Will Hamlin: Wunsch might ask,
"Why did you get up on that line?" etc. If we could give a
reasonable reason (motion coming out of emotion), OK; if not, we didn't
get up for the line the next time we rehearsed. At first I thought this
would make for very static productions; my experience in The
Cherry Orchard
quickly disproved that, so intensely could feelings be communicated when
movement and gesture were limited to those directly called for by the
feelings.
John Stix: Bob Wunsch always
started out a rehearsal period by our deciding how each line should
sound: with Bob's system of up and down arrows, we decided on emphasis
and inflection.... My third year Wunsch scheduled Chekhov's The
Cherry Orchard. Same process: up and down arrows.

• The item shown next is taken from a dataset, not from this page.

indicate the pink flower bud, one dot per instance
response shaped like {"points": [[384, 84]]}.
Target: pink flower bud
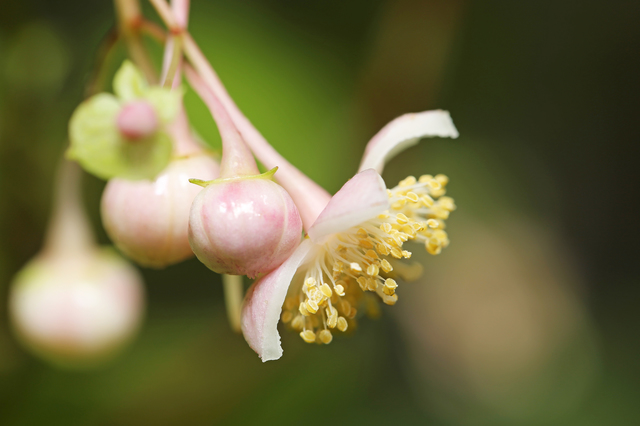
{"points": [[137, 120], [244, 226], [76, 310], [148, 221]]}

Mechanics. I had
learned to act – mechanically! ... Ironically, my acting the wrong way
helped me immensely to grasp principles of the right way.... But I can
never forget the first play I ever directed was at BMC, and it was
thanks to Bob Wunsch who encouraged me.
Robert Sunley: Other faculty,
although lacking the stature of Rice and Albers, also absorbed and
reflected the underlying principles of BMC. Though I did not take drama
with Wunsch, I gained much from watching plays he produced with student
actors – I did have minor parts in several plays. Here again, the
closeness to the process was important, and closeness to the performance
as well, seeing the transformation of familiar students and myself into
figures in an Ibsen or Odets or Maxwell Anderson play.